Il balzo del romano, quattro posizioni in una sola settimana, arriva dopo il risultato più importante mai raggiunto dal 24enne: la prima semifinale in un torneo Masters 1000, conquistata proprio in Ohio grazie a una cavalcata impressionante, fermata solo da Arthur Fils. Con 3.720 punti in classifica, Cobolli scavalca così anche il precedente best ranking, issandosi in una posizione che nell’era del ranking computerizzato, introdotto nel 1973, era stata raggiunta prima di lui solo da Adriano Panatta (numero 4 nell’agosto 1976), Lorenzo Musetti (numero 5 a gennaio 2026) e Matteo Berrettini (numero 6 a gennaio 2022), di cui l’azzurro eguaglia dunque il traguardo.
In vetta alla classifica resta saldamente Jannik Sinner, che inaugura la sua 87esima settimana consecutiva da numero 1 del mondo, nonostante il forfait per un problema al ginocchio destro che lo costringerà a saltare anche gli US Open, in programma dal 30 agosto al 13 settembre. L’altoatesino, pur perdendo 650 punti relativi alla finale disputata lo scorso anno a Cincinnati, mantiene un margine di sicurezza enorme sugli inseguitori, restando certo del primo posto almeno fino al Masters 1000 di Shanghai, a inizio ottobre.

Alle sue spalle si registra un vero e proprio terremoto: Alexander Zverev torna al secondo posto con 7.790 punti, scavalcando Carlos Alcaraz, ora terzo con 7.160 punti dopo aver perso i 1.000 punti conquistati lo scorso anno proprio con il trionfo di Cincinnati. Lo spagnolo, fermo anche lui per un infortunio al polso rimediato in aprile, tornerà in campo direttamente a New York, dove sarà chiamato a difendere il titolo conquistato nel 2025.
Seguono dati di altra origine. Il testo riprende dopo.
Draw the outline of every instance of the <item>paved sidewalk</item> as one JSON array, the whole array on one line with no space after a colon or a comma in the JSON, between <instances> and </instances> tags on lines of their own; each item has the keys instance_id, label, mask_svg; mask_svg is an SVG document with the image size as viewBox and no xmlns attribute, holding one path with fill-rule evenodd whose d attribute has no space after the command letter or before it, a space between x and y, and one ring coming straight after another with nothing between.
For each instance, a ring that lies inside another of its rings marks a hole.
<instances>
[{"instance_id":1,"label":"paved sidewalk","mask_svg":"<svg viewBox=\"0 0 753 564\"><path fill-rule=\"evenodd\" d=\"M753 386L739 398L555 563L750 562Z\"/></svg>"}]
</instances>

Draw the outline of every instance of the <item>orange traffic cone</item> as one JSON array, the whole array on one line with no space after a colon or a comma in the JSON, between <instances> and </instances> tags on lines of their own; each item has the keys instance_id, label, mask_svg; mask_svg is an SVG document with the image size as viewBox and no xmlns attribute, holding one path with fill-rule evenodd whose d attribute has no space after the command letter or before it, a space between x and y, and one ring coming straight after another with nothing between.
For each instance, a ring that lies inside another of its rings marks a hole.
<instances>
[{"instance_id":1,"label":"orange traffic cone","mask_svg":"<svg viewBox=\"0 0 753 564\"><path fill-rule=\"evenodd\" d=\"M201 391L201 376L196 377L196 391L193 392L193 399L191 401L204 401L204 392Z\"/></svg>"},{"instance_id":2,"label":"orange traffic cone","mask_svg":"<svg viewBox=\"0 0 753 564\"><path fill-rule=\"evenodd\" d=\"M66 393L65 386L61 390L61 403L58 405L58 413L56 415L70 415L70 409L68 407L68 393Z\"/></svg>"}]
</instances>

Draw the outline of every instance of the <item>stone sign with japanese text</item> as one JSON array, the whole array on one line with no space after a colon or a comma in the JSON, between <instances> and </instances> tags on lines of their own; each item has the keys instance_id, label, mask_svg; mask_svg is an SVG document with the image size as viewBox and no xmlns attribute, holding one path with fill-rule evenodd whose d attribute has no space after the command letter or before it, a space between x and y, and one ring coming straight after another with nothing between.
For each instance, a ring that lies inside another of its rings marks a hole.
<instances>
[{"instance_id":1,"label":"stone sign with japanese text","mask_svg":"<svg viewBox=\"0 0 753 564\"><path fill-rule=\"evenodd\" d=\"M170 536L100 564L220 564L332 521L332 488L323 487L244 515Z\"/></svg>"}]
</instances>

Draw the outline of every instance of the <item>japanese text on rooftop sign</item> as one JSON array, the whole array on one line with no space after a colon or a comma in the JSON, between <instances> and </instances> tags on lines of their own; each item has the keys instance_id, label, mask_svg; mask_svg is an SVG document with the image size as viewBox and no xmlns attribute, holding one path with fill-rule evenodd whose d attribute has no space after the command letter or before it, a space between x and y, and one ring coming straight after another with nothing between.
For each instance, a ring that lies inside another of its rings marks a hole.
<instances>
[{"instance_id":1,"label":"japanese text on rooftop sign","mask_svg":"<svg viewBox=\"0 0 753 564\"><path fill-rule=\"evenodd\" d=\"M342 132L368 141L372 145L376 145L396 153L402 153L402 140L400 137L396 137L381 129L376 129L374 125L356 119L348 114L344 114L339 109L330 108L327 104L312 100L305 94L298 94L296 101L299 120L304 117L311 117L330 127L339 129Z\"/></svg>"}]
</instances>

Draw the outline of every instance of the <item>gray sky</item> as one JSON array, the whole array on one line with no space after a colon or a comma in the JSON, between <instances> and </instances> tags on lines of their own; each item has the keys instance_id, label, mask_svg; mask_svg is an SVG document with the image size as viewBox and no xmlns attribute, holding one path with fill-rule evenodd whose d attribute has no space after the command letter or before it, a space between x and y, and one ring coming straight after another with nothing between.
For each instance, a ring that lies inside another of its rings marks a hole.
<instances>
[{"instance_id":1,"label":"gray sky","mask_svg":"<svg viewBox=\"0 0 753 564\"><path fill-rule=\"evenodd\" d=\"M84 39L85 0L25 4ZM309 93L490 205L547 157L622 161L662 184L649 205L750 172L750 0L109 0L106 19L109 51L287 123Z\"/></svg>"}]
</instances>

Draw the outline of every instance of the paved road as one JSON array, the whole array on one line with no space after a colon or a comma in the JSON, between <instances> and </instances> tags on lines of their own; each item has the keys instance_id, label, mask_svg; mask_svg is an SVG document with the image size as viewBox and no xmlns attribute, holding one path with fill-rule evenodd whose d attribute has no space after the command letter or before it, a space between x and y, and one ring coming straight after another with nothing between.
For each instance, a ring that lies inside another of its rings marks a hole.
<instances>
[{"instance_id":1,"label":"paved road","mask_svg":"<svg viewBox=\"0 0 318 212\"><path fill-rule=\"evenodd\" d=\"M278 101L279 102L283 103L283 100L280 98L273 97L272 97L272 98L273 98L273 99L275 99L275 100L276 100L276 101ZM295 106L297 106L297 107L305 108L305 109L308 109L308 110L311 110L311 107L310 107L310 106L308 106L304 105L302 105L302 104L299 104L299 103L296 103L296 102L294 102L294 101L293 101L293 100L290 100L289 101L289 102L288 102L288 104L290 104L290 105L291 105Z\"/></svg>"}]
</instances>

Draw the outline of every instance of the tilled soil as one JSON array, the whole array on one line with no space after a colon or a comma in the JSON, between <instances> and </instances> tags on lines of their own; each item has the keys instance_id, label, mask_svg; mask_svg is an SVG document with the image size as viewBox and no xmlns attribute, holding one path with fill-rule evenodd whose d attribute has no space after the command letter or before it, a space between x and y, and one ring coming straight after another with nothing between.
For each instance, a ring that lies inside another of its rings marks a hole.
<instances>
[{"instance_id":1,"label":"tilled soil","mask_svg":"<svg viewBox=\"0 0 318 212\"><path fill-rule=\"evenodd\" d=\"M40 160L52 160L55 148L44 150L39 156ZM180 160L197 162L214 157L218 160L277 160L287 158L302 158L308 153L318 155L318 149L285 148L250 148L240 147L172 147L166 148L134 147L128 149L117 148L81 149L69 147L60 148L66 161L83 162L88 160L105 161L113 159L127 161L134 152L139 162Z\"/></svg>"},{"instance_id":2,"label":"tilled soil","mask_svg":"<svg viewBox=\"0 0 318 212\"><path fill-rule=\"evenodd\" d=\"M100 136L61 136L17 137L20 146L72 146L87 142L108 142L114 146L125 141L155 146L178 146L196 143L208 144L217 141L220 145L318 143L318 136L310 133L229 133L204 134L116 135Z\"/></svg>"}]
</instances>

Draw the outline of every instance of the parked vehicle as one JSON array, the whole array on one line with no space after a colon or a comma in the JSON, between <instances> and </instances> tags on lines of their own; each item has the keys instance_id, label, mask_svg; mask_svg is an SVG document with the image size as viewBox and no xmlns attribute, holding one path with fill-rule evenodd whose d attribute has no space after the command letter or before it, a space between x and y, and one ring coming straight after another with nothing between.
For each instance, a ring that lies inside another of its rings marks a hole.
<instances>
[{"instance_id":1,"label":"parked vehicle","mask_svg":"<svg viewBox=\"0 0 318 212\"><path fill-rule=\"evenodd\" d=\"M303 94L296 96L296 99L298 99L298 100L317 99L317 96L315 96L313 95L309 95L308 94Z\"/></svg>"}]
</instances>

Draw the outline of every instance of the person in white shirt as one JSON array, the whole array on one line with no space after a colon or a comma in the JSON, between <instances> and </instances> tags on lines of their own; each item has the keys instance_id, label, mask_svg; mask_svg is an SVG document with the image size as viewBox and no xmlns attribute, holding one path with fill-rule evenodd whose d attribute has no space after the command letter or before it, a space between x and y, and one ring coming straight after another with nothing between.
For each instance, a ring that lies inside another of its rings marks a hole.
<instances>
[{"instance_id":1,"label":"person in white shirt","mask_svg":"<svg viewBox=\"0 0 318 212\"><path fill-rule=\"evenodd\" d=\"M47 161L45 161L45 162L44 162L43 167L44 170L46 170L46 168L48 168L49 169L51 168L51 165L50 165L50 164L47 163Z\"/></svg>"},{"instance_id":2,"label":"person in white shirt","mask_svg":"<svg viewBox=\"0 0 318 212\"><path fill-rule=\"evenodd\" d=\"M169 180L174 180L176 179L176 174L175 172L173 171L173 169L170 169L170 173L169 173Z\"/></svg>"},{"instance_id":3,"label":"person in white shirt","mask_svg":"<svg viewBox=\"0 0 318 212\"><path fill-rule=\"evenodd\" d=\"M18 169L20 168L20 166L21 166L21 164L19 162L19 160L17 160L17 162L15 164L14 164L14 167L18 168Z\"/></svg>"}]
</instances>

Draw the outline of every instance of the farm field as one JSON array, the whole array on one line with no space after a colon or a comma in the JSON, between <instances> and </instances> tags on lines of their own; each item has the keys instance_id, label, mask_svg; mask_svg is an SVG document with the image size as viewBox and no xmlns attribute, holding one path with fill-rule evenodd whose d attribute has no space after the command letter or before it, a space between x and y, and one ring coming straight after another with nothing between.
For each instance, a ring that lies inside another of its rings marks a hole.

Completano la top ten Felix Auger-Aliassime al quarto posto, Novak Djokovic quinto, e poi lo stesso Cobolli sesto, seguito da Alex de Minaur, Daniil Medvedev, Ben Shelton e Taylor Fritz. Da segnalare anche i grandi balzi di Arthur Fils, salito fino all’undicesima posizione, e di Frances Tiafoe, dodicesimo, entrambi protagonisti a Cincinnati.
Buone notizie arrivano anche per il resto della truppa azzurra: Lorenzo Musetti guadagna una posizione e sale al 14° posto, mentre perdono qualche gradino Luciano Darderi (dal 20° al 22°), Matteo Berrettini (dal 42° al 43°) e Mattia Bellucci, che scivola dall’81° al 96° posto. Complessivamente, sono 15 i tennisti italiani presenti nel ranking ATP aggiornato.
Con questo nuovo best ranking, Cobolli si presenta agli US Open, ultimo Slam della stagione, con ambizioni sempre più concrete, forte anche della consapevolezza di poter competere ormai stabilmente con i primi dieci giocatori al mondo, in un momento in cui il tennis italiano continua a stupire per la sua incredibile profondità.